I’d like some confirmation here:
So I implemented a vector quantization layer, which I’d like to use during training also. Straight-Through estimation is a common technique, which,as far as I understand it, just means to ignore the layer during backpropagation, i.e., to copy the gradient of the previous layer to the following layer during backpropagation. I’d like to implement it.

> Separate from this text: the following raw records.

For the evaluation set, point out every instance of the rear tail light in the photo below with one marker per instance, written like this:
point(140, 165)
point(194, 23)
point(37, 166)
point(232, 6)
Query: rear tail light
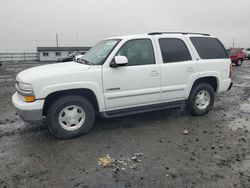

Now, I know of tensorflow’s stop_gradient function, however, shouldn’t a custom gradient defined as
def grad(dy):
return dy
yield the same result? I.e. doing
class VectorQuantization(tf.keras.layers.Layer):
def __init__(self, codebook = None, **kwargs):
super(VectorQuantization, self).__init__(**kwargs)
... init ....
@tf.custom_gradient
def call(self, inputs):
def grad(dy):
return dy
... regular VQ stuff ...
return quantized, grad
In my understanding, training a model with a structure like
mymodel = somelayers(VQ(somemorelayers)
regarding backpropagation acts like
dmymodel = dsomelayers * dsomemorelayers
right? This should be the/a straight-through estimator. Am I missing something? I looked up some VQ Variational AE code and they used “inputs - tf.stop_gradient(quantized - inputs)” for the straight through estimate. However, shouldn’t this be equivalent to defining the gradient as I did here?